I just wish I could fix people. And maybe I'm getting too attached. I don't always think of these people, but when I sit back and see all the ups and downs, victories and pain, it's just kinda... a window to humanity that sometimes I wish I didn't see. But that sounds like some ignorance is bliss bullcrap, because even if I didn't have a view, it still happens. I just wish I could do more. At the very least, I do all I can for the patients I do have. Try to be sympathetic and reasonable, listen to them, but not patronizing. Be a person to them because a lot of times, people aren't to them.

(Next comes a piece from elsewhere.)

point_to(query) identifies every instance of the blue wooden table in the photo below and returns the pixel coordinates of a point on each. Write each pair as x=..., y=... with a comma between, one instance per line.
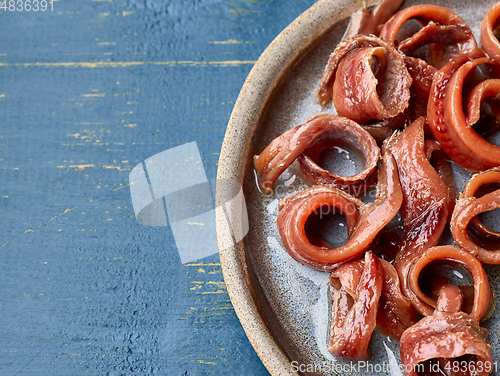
x=88, y=90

We had a patient that was a doctor. I assume she helped a lot of people. But at this point she was basically nonverbal, managing weird grunting noises and something that sounded like "Oh my god". She was contracted and had a DNR. Her vitals weren't great, but were stable. She'd had a CVA or something and had dementia. I bet she used to be really smart, but now she couldn't even care for herself. Pressure ulcers and not being able to communicate very well, it was just another "This used to be a very different person". She's still very much a person and should be treated with respect. Her time would be soon, I assume. She was going to a hospice care facility. She would scream like a siren at everything. Being startled, being moved,being touched, getting a BP, and seemingly for no reason.
I wonder what it would be like to meet these people when they were younger, more healthy, etc. What would they be like on their best days?
I feel like people very quickly don't see them as people anymore. Just a burden or an annoyance that society deems we keep.
I kinda went on a tangent, but that's kinda my current thoughts on this.